Senate debates

Wednesday, 16 October 2019

Adjournment

Health

7:46 pm

Photo of Stirling GriffStirling Griff (SA, Centre Alliance) Share this | | Hansard source

Mid this year the Australian Institute of Health and Welfare released its report on the burden of disease in Australia for the calendar year 2015. This report provided a sobering assessment of the impact of illness and death, and shows that Australia's population experienced the equivalent of 4.8 million lost years of life from illness, injury and premature death. The report calculated this using three measures of illness: the years of life lost, the years of life disability and the disability adjusted life years. The report showed that a massive 38 per cent of the disease burden experienced by Australians was preventable, and it very much could have been avoided by addressing risk factors such as tobacco use, being overweight or obese and dietary risk. The largest causes of lost years include heart disease, back pain, lung cancer, non-cancer related lung diseases and dementia.
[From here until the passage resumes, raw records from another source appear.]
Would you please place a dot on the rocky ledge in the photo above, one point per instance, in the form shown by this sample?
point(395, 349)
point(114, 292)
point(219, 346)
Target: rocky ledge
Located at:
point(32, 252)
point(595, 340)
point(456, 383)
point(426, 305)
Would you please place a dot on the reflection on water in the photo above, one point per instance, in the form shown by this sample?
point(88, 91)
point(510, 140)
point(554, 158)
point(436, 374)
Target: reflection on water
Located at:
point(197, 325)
Mental ill-health is also very much a heavy burden.

Lung cancer caused an overall greater burden compared to other cancers, yet we know it receives less than five per cent of cancer research funding. The government has failed, to date, in bringing forward disease management plans to address the lung cancer issue and provide an integrated, community based approach. Non cigarette related lung cancer is increasing even though smoking rates are declining. It affects both sexes equally and has very much a poor prognosis. Yet there is minimal funding being applied to research into the causes and treatment of such cancers.
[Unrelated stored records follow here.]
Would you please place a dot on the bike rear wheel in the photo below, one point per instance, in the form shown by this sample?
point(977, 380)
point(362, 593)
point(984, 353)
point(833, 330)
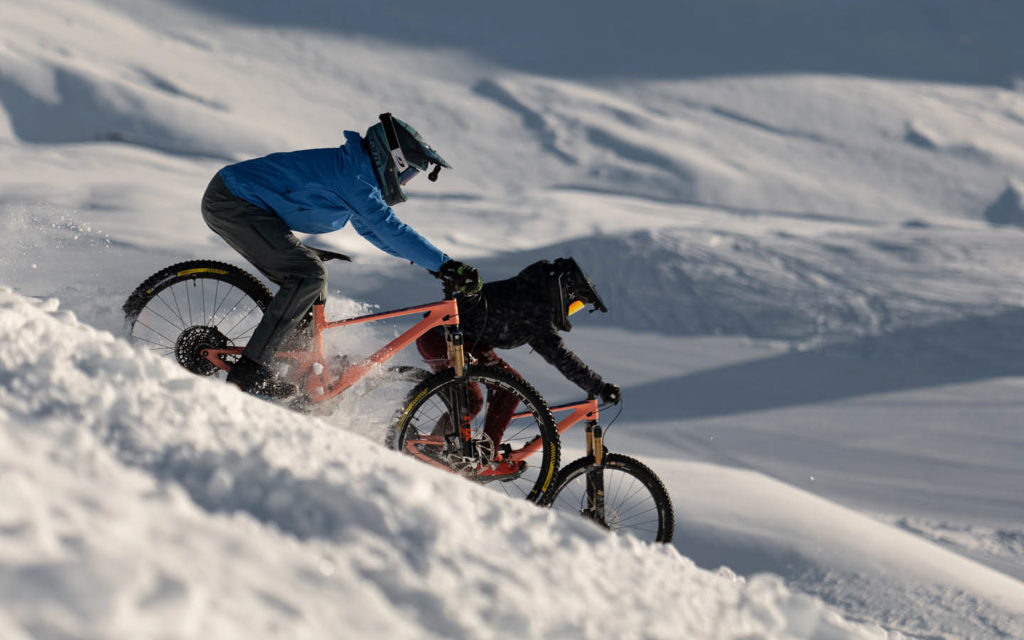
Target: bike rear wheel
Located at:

Age-related rates for years lost have improved only in groups aged above 80. Despite all our health expenditure, we have still not really shifted the number of lost years for anyone under 79. Australians living in remote and very remote parts of Australia bear 1.4 times higher loss of years due to disease and death compared to their major city counterparts. Why is it that in 2019 we're still unable to provide equitable health services for our remote and very remote populations?

The standards of health care and the poor outcomes in our Indigenous population are a stain on our national character. A shameful example of this is the catastrophic rates of rheumatic heart disease in the Northern Territory. We know that, in the four years to 2017, fully 1,700 of the 1,800 cases of rheumatic heart disease have occurred in our Indigenous population. Rheumatic heart disease is a disease of poverty and overcrowding, which allows infections such as strep A to take hold. The NT has the highest rate of severe overcrowding, with over 40 per cent of Indigenous Australians living in severely overcrowded households. The damaging effects of rheumatic heart disease on the heart valves of Indigenous children aged five to 15 means that, once diagnosed, they need monthly injections of painful antibiotics given intramuscularly until they are adults. Later they require complex heart surgery, because their heart function was compromised. It also means they have a life expectancy of only 40, which is less than half the Australian average.

This is very much a public health problem caused by overcrowding, poor sanitation and a lack of access to good medical care. The number of lost years amongst the poorest 20 per cent of Australia's population was 1.5 times that of the wealthiest. This means that fully one-third of the lost years of productive life could have been avoided if the poorest had the same health outcomes as the wealthiest. Can we call ourselves an egalitarian society when the socioeconomic class you were born into is such a major determinant of the likelihood of living a healthy and productive life?

The government needs to be aggressive in tackling our disease burden and unrelenting in its efforts to address preventable risk factors such as disease caused by alcohol and tobacco. To that end, why are we still waiting for the government to finalise the National Alcohol Strategy 2018-2026? We need to commit to ensuring that all Australians, including those living in rural and remote areas and our Indigenous populations, have access to quality, affordable health care and health advice to enable them to live full lives and continue to contribute to our community.